IMINT Forensics: How to Detect Manipulated and AI-Generated Images (Tools, Techniques, Workflow)

IMINT · May 2, 2026 · Updated May 2, 2026

Pixels lie. The job is to make them confess.

IMINT forensics is the part of imagery intelligence that doesn't care what the picture shows — it cares what the file betrays. Every edit leaves a fingerprint somewhere: in the compression grid, in the sensor noise, in a shadow that points the wrong way. A working analyst doesn't argue with the picture. They open it in three tools and watch it contradict itself.

This is the field guide to that workflow — the techniques, the tools, and the parts where most people get it wrong.

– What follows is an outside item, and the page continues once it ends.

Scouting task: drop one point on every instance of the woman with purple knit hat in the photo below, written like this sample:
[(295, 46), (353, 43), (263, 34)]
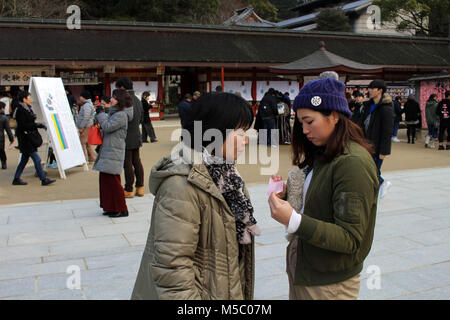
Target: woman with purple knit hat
[(332, 233)]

Why image forensics is harder than it used to be

Until 2022, "manipulated" mostly meant Photoshop: a removed wedding ring, a pasted face, a sky swap. The forensics game was about catching those edits. Then diffusion models showed up and changed the question. Now the picture might never have existed at all — no scene, no camera, no edit. Just a model hallucinating photons.

That split the discipline in two. Classical forensics (the math of compression and sensors) is still essential, because most disinfo is still cheap recompression and sloppy splicing. AI-vs-AI detection (models trained to spot models) is the new layer on top. You need both.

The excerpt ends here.